Un autre élément habituel à la télévision russe, dont le grand public ne se lasse pas, ce sont les nationalistes ukrainiens. Non seulement ils nient systématiquement tous les problèmes dans l’Ukraine occupée par les nazis et continuent à affirmer avec insistance que l’armée russe opère au Donbass, mais ils arrivent même équipés avec la coiffure obligatoire, le chub [une sorte de crête, qui se termine par une longue mèche, NdT] et le drapeau ukie des patriotes ukronazis. Voyez vous-mêmes.
C’est une expérience tout à fait extraordinaire d’écouter les informations du soir avec des reportages en direct et des vidéos sur tout le chaos et la violence qui ont lieu en Ukraine, puis d’écouter ces clowns ukronazis expliquer que 2 + 2 = 3, que le noir est blanc et que l’eau est sèche. Je ne peux pas imaginer de manière plus efficace pour ridiculiser totalement le régime de Kiev.
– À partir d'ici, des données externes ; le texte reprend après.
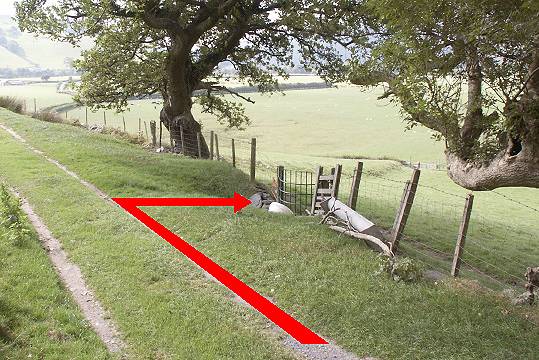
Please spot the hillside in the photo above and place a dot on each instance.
(166, 308)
Ensuite, il y a nos anciens frères d’Europe de l’Est, et en particulier les Polonais. Leur principale source de fierté est qu’ils font aujourd’hui partie de l’Otan et ils le disent ouvertement comme ça. Ils admettent effectivement que «nous avons peur de la Russie donc nous avons rejoint l’Otan», ce qui les fait paraître à la fois comme des idiots (personne en Russie ne croit qu’elle va envahir qui que ce soit) et des lâches (d’un point de vue russe, cette façon de se cacher derrière le grand frère n’inspire aucun respect). Donc si les Ukronazis passent pour des clowns, les responsables polonais passent pour des lâches et des prostitués. Et pour s’assurer que tout le monde le comprend, les médias russes rappellent régulièrement à la population russe que les Polonais ne cessent de répéter l’accusation ridicule que l’avion présidentiel qui s’est écrasé près de Smolensk avait été, d’une manière ou d’une autre, abattu ou bombardé par la Russie.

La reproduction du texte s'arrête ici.